China’s fourth human rights action plan is in line with the country’s social and cultural environment and shows the country’s attention to safeguarding the rights of special groups and commitment to solving problems including poverty, said Sitsangkhom Sisaketh, Lao deputy permanent representative to the United Nations Office at Geneva (UNOG).
China has set a good example to countries around the world by issuing and implementing the action plan, he said.
China has made significant progress in protecting human rights, said Rajmi Manatunga, first secretary of the Permanent Mission of Sri Lanka to the UNOG.
China has met the poverty eradication target set out in the United Nations 2030 Agenda for Sustainable Development 10 years ahead of schedule, which is particularly impressive and has a profound influence on the international community, Manatunga noted.
China’s fourth human rights action plan is rich and comprehensive in content and worth recommending and encouraging, Manatunga said.
There are good practices of respecting and safeguarding human rights in different industries in China, which are worth further studying and sharing by the international community, said Bård A. Andreassen, professor of human rights at the Norwegian Centre for Human Rights, University of Oslo and research director of the research group on human rights and development at the Faculty of Law, University of Oslo.
“The Chinese government has issued four human rights action plans consecutively.
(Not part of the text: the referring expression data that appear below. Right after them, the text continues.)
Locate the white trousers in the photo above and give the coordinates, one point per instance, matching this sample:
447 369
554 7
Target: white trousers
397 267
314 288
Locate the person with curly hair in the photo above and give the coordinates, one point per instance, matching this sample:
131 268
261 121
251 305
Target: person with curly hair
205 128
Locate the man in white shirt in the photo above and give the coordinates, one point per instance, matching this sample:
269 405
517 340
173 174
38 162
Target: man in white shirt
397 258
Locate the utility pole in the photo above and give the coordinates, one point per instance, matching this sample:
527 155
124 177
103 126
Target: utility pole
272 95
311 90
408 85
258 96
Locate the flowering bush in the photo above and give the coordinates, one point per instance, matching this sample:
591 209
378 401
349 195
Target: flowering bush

It is an important manifestation of the constant development of China’s human rights,” said Tang Yingxia, deputy director of the human rights research center of China’s Nankai University.
A highlight of the latest human rights action plan is that it uses a whole chapter to specify people’s environmental rights and enrich the connotation of environment-related human rights, which demonstrated China’s high attention to the field, Tang noted.